Josephine Cochrane’s story is an inspiration to us all.
Josephine wanted to release women of the thankless task of washing dishes, and she envisioned her machine to be in every home across America. She had conviction, vision, and a daring goal. Nothing was going to stop her.
Shortly after she decided to try building a dishwashing machine, her husband died. That was in 1883; she was 45 years old. Josephine had EVERYTHING going against her:
She was middle-aged, single, without professional training, had no significant money of her own to build, market and launch this invention nor was she able to borrow money from a bank to fund her idea. As if that weren’t enough of a deterrent, that was also a time when women were generally not accepted as being able to invent, innovate, patent, market, and sell anything. It was truly a man’s world.
Yet, Josephine persevered.
She overcame her gender issue, and lack of professional training. The men she initially hired to build her prototype told her the idea was impossible. They refused even to try. Eventually, she hired a man named George Butters, who built the machine based on Josephine’s specifications – and it worked. She filed for a patent using the name “J.G. Cochran”, so that the patent office wouldn’t know it was a woman making the request. She founded the Garis-Cochrane Manufacturing Company to make her machines.
Lacking sufficient capital for advertising and PR, and unable to borrow money from the bank (she was a woman, after all), Josephine took an entirely unconventional path to market her invention. She persuaded the organizers of the 1893 Chicago World’s Fair to include her washer in the Machinery Hall Exhibit, along with the inventions from Alexander Graham Bell and Thomas Edison. Moreover, she managed to install her dishwashers in nine restaurants and pavilions across the Fair. Ultimately, the judges gave her the highest prize for “best mechanical construction, durability, and adaptation to its line of work.” This was a PR coup!
Josephine realized the home market wasn’t ready for her invention. Her costs were much too high; most homes in the early to the middle of the 20th century did not have access to constant hot water; and cultural attitudes towards women in the home hadn’t budged. Americans didn’t think of women’s time as being valuable. So, while no woman liked doing dishes by hand, there really was no feasible alternative.
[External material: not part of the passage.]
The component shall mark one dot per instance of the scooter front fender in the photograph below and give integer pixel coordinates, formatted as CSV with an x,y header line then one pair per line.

With all that, Josephine pivoted and focused on selling her dishwasher to hotels and restaurants. For them, cost, as well as access to hot water, was not an issue. Her initial dishwashers sold for $800, or about $21,000 today. She repositioned her invention by taking advantage of changing cultural and social attitudes. She emphasized the importance of cleanliness following the discovery of viruses in the 1890’s. She demonstrated her dishwasher’s economic efficiency compared to the growing hotel and restaurant labor costs as people were beginning to eat out more and vacation away from home.
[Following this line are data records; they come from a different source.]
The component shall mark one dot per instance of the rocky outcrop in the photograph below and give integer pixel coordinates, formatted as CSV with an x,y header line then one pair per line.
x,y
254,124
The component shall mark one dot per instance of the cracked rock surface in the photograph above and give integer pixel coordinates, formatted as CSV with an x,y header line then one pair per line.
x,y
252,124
In 1926, KitchenAid bought her company. Josephine did not live long enough to see her dishwasher become a household necessity as she had set out to accomplish. But by the early 1960’s, two major shifts occurred that changed everything: both plumbing technology and cultural attitudes regarding women’s roles advanced. More homes had access to high pressure hot water and Americans were beginning to value the work women did at home. The original design was updated, which decreased cost. These factors together elevated the dishwasher to a more important appliance.
Josephine was posthumously inducted into the National Inventors Hall of Fame in 2006. In 2020, global dishwasher sales were approximately $2.7 billion, according to Grand View Research.
There are so many lessons Josephine Cochrane can teach us all. Here are just a few:
- Your background doesn’t matter as much as your commitment.
- Stay true to what you believe in and your vision and goals will remain clear.
- If someone tells you no, keep going until you get to yes.
- Be willing to think outside the box.
- Don’t be afraid to fail and be prepared to pivot.